自分の男を奪った女の顔を見に来た。それ以外どんな理由があるというのか。
「ロメリア様、この不埒者を斬りましょうか」
レイが腰の刃に手をかける。うん、怖いから待とう。
「話を聞いてから決めましょう。正直に話せば許してあげますよ。あの人と付き合いがあったのでしょう」
問うとハーディーは素直に折れた。
「……はい。その通りです。ミカラ領とわが領地は隣接しており、昔から争いが絶えないのです。そこで両家の間を取り持つために、生まれる前から私たちの婚約が決まっていたのです」
なるほど、よくある話だ。
同じ国同士とはいえ、隣接する村は利害関係でよくもめる。
森の資源や川の利水。牧草地の使用などが問題となるし、豚や羊を盗んだなんて話はしょっちゅうだ。

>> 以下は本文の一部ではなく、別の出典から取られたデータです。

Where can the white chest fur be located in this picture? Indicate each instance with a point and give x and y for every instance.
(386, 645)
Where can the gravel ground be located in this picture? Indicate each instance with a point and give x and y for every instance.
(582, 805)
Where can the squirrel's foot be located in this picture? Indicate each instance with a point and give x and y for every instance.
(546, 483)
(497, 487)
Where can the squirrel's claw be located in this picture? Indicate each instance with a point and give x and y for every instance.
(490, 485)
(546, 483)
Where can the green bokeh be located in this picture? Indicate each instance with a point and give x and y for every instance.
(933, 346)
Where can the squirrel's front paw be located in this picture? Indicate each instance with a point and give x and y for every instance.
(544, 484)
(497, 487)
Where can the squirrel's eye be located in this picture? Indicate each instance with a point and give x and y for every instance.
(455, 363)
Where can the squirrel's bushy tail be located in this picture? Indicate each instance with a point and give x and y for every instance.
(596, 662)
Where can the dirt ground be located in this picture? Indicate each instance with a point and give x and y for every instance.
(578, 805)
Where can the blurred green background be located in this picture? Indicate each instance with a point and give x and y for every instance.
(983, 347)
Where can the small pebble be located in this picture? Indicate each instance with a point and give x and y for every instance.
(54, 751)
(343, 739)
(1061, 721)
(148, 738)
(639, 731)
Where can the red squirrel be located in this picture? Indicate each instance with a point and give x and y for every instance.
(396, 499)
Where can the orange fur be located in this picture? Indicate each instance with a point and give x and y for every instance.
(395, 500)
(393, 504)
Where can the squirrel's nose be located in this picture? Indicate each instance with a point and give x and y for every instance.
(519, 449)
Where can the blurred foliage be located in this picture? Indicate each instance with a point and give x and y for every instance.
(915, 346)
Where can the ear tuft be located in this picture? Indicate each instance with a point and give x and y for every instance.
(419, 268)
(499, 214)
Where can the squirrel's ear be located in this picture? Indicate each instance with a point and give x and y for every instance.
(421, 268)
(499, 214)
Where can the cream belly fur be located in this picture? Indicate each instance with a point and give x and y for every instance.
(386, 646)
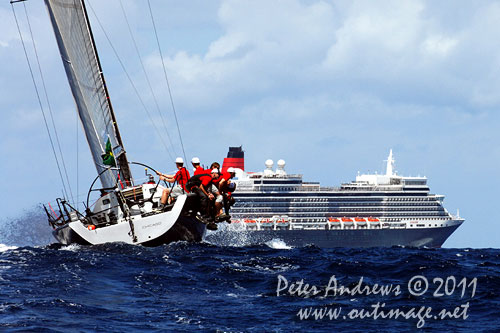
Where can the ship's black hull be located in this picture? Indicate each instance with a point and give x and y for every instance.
(429, 237)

個人の喧嘩で済めばよいが、時には戦争さながらの争いにまで発展することがあるので放置もできない。
争いを鎮めるために、婚姻するのはよくある手だ。
「その事情をお父様が知らず、私が貴方を盗ってしまったということですか」
「盗ったなど。そもそも婚約が決まっていたわけでは」
「お黙りなさい」
ぴしゃりと言い切る。
ハーディーの態度には、どこか煮え切らないものを感じていたのだ。
要領のいい彼ならもう少し手を打ってきそうなものを、これまで特に何もせず私の言うことにしたがっていた。何か考えがあるのかと少し警戒していたが、何のことはないほかの女と天秤にかけていたのだ。
「それで? どうするつもりですか?」
問うたがハーディーに答えはない。私との婚約は断れるものではない。一族の将来にもかかわってくる。
一方でソネアさんとも、それなりに深い仲だったのだろう。
二人とも聡明な人間だ。いがみ合う両家。親が決めた婚約とはいえ、これで二つの家の争いを止めることが出来るかもしれないと理解し、覚悟もあったはずだ。
そして互いの立場や使命を理解しているからこそ、共感するものもあったのだろう。
昨日今日会ったばかりの私と、天秤にもかけられるはずもない。
「まぁ、構いません。彼女もしばらくはここに留まるでしょうし、それまでしっかりと話をしておいてください」
私としてははじめから婚約する気などないのだし、これで断る理由もできた。
しかし少しハーディーにはがっかりだ。もっといい男かと思っていたのに。
私の侮蔑の視線に気づいたのか、ハーディーは肩を落とした。